I'm so sorry to hear that you're going through all this. Even though I don't know you personally, I know that here on the forum you're such a sweet and likable person, and it truly pains me to find out that things are going so wrong for you, and even worse, that you feel like a failure as a result. Most of us on KH13 don't know each other personally, but I've come to see how friendly everyone is toward each other here--remember that you have our support! Don't feel bad about venting here, because a lot of us truly care about what's going on in each other's lives, and we want to help, even if that help can only be given in the form of a typed post with a word of encouragement. I hope that your life makes a turn for the better soon, and that you're able to get back on track and pursue the education and job you want, and, most of all, that you can be happy again. And I really mean that. Don't give up, girl! :)

 

Thank you so much! The support here has made me feel so much better. Your advice, along with everyone else's, has made me happier and actually smile :)

 

And another happy note, my boyfriend said if he gets the police job in New York, he wants me to go with him. That definitely made me feel better too :)

Thank you so much! The support here has made me feel so much better.
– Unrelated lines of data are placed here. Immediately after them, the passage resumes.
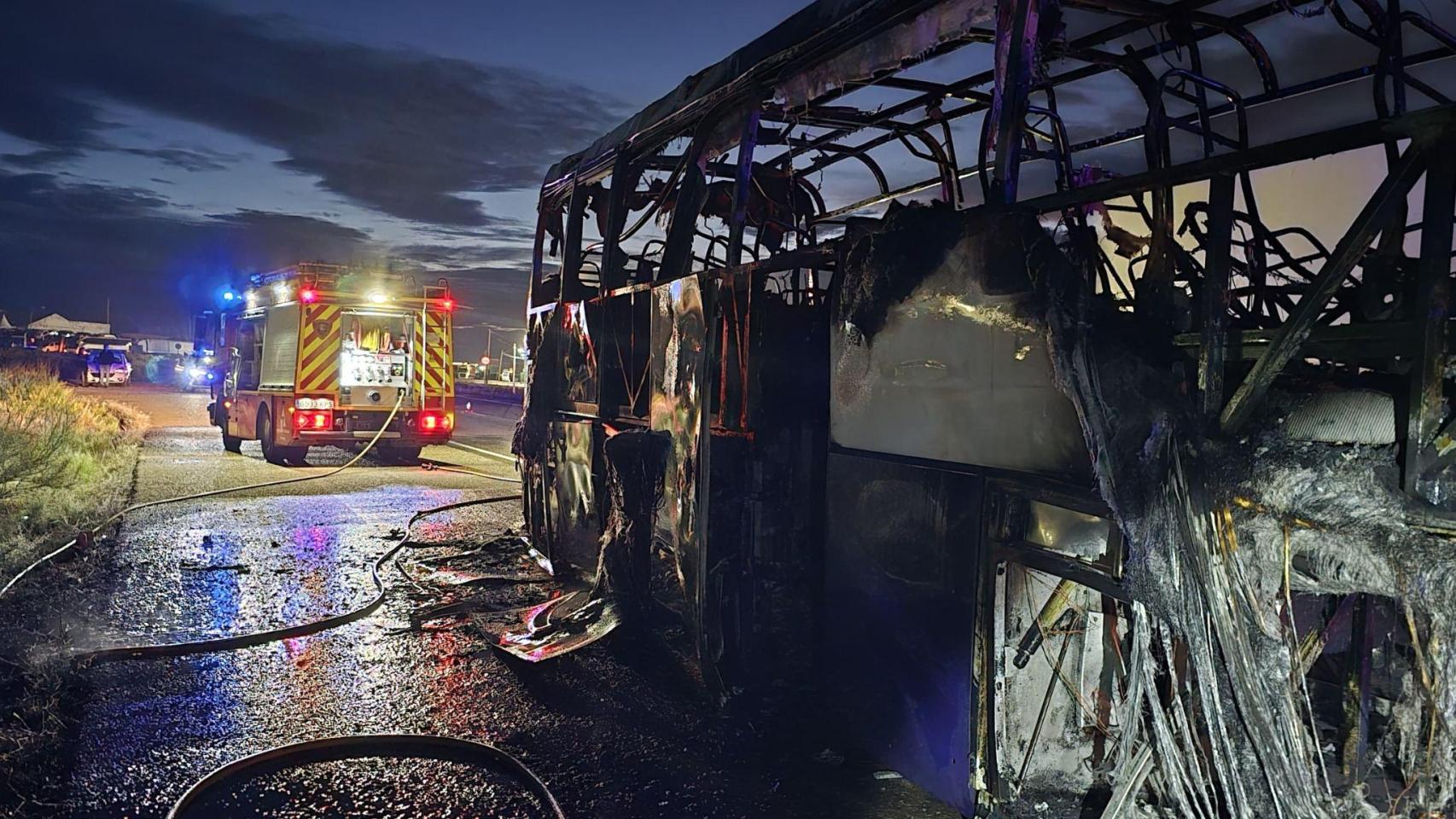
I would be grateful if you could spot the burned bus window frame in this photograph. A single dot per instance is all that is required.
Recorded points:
(1124, 338)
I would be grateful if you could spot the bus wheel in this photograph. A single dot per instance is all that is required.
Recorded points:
(408, 456)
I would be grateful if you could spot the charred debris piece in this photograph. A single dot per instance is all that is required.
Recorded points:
(1235, 550)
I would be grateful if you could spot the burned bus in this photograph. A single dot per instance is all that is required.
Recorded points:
(1015, 377)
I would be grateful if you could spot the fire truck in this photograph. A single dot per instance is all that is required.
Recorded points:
(319, 355)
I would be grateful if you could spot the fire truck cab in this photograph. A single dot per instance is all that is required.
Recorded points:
(319, 355)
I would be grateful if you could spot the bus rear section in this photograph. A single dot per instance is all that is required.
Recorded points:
(336, 358)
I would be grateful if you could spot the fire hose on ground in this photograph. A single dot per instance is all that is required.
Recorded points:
(364, 745)
(348, 746)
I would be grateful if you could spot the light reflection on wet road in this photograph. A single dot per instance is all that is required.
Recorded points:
(616, 730)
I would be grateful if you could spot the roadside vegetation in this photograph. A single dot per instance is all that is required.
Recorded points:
(66, 463)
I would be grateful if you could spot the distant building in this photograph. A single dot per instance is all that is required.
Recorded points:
(57, 323)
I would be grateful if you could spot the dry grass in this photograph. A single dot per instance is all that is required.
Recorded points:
(66, 463)
(64, 460)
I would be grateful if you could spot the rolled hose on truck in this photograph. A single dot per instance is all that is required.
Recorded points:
(348, 746)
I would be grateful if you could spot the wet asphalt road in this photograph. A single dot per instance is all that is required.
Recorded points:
(616, 729)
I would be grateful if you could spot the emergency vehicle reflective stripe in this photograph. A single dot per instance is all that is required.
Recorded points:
(319, 350)
(439, 375)
(418, 352)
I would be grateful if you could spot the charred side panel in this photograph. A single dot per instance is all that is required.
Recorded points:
(678, 373)
(575, 509)
(899, 607)
(936, 357)
(579, 375)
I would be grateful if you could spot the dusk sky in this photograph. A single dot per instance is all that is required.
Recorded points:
(152, 150)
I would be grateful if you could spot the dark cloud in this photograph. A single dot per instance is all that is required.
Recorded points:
(43, 158)
(188, 159)
(73, 245)
(399, 131)
(465, 256)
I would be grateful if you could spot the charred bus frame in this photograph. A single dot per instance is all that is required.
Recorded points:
(723, 340)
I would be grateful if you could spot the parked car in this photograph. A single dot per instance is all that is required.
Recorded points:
(107, 367)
Your advice, along with everyone else's, has made me happier and actually smile :)

 

And another happy note, my boyfriend said if he gets the police job in New York, he wants me to go with him. That definitely made me feel better too :)

 

That's so awesome! Who knows? You may find some great opportunities in New York that had never even crossed your mind before!

Thank you everyone. I really, truly mean it. The support is appreciated and is making me feel a lot better.

 

Since nothing else is going right, I'll change my direction and go left :)

 

when nothing goes right go left :D lol

Don't worry. Hopefully everything will turn out good in the end. There is nothing to feel bad about. From what I see, your doing nothing wrong. As long as you keep up good and charitable behavior, things will turn out all right. A similar thing happened to me a little bit ago. Being depressed sucks. The only way to get through it is to just move along. Do your best to get a job and pay off your bills and do good in school.